Não vou negar que sinto uma ponta de orgulho de mim por poder, agora, te olhar e pensar: tomara que você seja muito feliz. Sério mesmo, sem falsos desejos. Já te quis mal, já quis que você sofresse, bebesse, se arrependesse. Hoje, quero mais é que você saia por aí e encontre um amor pra vida inteira. Desses que eu tentei muito, muito, muito, ter com você.

Por aqui, há muito amor ainda. E flores e dias azuis e os filmes românticos que você odiava e dias de choro e de luta e cansaço. Encontrei quem entendesse as minhas loucuras. Ou, pelo menos, quem tente entender as minhas verdades. Porque, afinal, acho que esbarrar com pessoas erradas serve para ensinar a olharmos com mais cuidado à procura das pessoas certas. E tudo bem: esbarrei com você pra depois poder esbarrar com quem, de verdade, queria esbarrar comigo. Com quem podia me amar de volta.
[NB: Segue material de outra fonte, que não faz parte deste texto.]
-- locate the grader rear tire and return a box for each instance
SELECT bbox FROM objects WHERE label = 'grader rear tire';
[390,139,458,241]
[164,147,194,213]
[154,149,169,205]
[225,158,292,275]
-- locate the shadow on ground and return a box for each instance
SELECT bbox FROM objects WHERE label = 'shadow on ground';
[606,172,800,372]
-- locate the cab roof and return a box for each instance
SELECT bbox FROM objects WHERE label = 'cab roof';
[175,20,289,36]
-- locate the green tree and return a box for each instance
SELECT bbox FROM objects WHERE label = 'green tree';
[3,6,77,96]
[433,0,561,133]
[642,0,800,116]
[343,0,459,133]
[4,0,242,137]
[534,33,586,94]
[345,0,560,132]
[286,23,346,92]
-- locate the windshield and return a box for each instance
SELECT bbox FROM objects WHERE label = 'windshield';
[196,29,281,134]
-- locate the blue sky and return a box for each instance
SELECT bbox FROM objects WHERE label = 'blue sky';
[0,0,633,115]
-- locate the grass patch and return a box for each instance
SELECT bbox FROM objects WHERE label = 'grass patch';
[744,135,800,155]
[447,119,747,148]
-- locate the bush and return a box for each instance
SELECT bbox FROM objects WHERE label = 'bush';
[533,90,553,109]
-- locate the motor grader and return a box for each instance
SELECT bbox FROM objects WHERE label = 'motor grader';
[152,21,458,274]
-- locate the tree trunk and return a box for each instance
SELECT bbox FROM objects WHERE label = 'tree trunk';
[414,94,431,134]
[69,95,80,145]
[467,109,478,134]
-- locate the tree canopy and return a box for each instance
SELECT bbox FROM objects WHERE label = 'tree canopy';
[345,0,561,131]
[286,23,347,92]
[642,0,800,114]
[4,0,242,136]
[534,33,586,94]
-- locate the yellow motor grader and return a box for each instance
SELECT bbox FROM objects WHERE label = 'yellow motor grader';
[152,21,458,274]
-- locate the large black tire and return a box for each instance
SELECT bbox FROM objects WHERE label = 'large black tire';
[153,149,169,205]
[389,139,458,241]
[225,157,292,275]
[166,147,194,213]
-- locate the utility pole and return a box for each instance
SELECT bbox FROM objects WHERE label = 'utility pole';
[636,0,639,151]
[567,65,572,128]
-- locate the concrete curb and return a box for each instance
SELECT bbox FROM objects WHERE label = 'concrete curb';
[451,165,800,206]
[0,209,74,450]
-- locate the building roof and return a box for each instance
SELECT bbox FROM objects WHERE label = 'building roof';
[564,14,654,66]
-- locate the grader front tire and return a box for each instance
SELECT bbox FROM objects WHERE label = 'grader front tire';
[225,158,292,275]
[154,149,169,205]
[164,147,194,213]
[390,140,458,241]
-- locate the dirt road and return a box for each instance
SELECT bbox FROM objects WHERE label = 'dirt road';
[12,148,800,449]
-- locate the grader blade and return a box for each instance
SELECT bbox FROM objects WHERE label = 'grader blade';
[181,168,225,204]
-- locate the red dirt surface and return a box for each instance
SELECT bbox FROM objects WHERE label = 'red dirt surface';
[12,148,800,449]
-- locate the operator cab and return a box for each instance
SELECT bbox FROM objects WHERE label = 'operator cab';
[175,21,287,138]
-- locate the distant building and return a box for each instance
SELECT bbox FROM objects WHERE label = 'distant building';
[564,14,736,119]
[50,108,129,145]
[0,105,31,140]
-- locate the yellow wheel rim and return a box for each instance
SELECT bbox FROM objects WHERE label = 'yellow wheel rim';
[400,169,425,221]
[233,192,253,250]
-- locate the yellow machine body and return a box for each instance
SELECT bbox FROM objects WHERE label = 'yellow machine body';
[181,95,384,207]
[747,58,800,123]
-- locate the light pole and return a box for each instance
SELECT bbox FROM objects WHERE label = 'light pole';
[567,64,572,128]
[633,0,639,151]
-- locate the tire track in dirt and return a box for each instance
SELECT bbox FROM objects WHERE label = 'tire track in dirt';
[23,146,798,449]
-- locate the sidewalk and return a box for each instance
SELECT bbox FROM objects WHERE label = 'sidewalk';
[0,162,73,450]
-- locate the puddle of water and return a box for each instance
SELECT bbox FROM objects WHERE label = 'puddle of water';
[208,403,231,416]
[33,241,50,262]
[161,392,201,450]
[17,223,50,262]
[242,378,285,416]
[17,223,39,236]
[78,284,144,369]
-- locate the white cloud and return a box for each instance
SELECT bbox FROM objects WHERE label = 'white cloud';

Tá tudo bem. Às vezes dói (não por você, mas porque qualquer queda fica um pouco guardada na lembrança e volta em dias chuvosos quando a esperança tá fraca). Às vezes lembro de você se escuto sua banda preferida e me vem um pensamento à mente: antes de doer, você me fez muito feliz. Por isso, te digo de verdade: tá tudo bem. Espero que esteja tudo assim por aí com você também.